Tra le vecchie conoscenze, si salva Silente, ma con ampie riserve. Jude Law è sicuramente all’altezza del ruolo, ed è un giovane Albus credibile. Peccato per l’abbigliamento da impiegato del catasto che indossa, e che tradisce la sua personalità alla radice. In realtà, l’intera comunità magica si è convertita alla moda babbana. E’ dunque impossibile distinguere a colpo d’occhio la Parigi convenzionale, da quella “nascosta”. Tutto è uniforme, tutto è grigio e cupo. La Parigi de “I Crimini di Grindelwald” è identica alla New York del primo “Animali Fantastici”. Sono mutati, invece, i protagonisti. Certo, l’aspetto e i nomi sono gli stessi, ma le loro caratterizzazioni hanno subìto dei cambi radicali. Lecita l’intenzione di evolvere i rapporti e di creare contrasti nel gruppo, ma le motivazioni che li fanno scaturire sono deliranti. Peraltro, le dinamiche che si innescano mandano a monte diverse scene memorabili di “Animali Fantastici”, rendendo le future revisioni tristi e deprimenti. Come “ciliegina sulla torta”, Newt e soci non hanno alcun ruolo attivo all’interno della vicenda, limitandosi a vagare senza meta e ad essere le vittime designate di spiegoni forzati, confusi e didascalici ai limiti della parodia.

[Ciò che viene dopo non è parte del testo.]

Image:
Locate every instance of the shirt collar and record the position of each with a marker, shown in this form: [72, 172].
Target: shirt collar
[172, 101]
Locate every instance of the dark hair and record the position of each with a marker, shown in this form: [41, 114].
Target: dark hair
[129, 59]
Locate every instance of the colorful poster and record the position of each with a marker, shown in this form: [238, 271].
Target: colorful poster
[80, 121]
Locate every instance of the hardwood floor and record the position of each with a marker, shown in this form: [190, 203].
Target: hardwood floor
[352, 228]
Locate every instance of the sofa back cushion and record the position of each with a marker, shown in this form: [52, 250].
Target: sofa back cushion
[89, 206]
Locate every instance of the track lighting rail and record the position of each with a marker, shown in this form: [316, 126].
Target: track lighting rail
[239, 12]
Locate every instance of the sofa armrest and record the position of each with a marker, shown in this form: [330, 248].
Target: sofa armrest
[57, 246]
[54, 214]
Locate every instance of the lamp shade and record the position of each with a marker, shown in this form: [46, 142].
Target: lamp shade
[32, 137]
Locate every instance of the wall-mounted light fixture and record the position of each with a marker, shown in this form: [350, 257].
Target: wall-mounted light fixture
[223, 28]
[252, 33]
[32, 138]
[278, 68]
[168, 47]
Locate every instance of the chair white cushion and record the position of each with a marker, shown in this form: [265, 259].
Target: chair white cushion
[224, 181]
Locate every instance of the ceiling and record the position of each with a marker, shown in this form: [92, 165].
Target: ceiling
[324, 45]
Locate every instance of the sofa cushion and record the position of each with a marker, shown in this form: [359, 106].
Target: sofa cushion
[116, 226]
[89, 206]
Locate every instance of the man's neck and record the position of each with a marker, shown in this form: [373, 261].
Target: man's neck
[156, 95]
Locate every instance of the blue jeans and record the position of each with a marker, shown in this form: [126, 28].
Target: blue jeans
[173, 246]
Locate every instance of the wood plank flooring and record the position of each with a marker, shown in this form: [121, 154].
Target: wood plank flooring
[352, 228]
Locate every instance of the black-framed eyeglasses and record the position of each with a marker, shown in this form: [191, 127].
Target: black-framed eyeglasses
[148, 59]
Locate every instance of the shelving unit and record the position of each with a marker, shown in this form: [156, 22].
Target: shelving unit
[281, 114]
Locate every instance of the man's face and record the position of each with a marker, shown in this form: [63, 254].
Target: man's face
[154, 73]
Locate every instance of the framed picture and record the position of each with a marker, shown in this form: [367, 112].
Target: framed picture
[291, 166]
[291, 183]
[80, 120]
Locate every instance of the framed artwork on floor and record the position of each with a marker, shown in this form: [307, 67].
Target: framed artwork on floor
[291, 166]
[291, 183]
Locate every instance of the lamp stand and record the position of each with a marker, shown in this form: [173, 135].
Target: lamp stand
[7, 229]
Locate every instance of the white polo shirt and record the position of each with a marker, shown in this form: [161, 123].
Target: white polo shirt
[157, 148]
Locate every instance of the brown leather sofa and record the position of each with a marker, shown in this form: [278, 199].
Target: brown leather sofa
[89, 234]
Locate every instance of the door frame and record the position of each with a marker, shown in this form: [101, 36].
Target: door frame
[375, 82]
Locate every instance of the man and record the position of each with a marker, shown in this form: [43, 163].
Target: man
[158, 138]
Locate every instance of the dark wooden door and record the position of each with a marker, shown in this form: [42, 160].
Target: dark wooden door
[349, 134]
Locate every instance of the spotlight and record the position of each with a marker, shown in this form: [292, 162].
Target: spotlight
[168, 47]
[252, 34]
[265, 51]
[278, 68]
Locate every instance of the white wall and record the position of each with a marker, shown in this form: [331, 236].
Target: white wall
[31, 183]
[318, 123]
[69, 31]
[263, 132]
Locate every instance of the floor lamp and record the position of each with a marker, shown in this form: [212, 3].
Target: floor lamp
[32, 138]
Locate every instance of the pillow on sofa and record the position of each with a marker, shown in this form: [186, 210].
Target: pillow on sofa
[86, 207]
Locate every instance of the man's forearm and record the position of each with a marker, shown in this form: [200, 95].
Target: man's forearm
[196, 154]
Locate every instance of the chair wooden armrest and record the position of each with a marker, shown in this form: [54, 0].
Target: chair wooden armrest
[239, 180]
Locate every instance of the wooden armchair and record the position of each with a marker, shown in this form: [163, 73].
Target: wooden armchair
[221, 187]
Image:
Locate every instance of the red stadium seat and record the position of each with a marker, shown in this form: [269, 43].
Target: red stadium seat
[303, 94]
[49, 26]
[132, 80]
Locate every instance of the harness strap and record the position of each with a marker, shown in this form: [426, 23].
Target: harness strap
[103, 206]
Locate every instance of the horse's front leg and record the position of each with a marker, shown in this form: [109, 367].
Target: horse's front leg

Con costernazione, è possibile denotare profondi parallelismi tra Animali Fantastici: I Crimini di Grindelwald e La Maledizione dell’Erede. Entrambe opere realizzate con l’intento di voler stupire a tutti i costi, fregandosene della coerenza interna di una saga che aveva fatto della sua semplicità il vero cavallo di battaglia. La saga di Harry Potter, forse, ha ancora qualcosa da dare. Ma non così. Non in questo modo.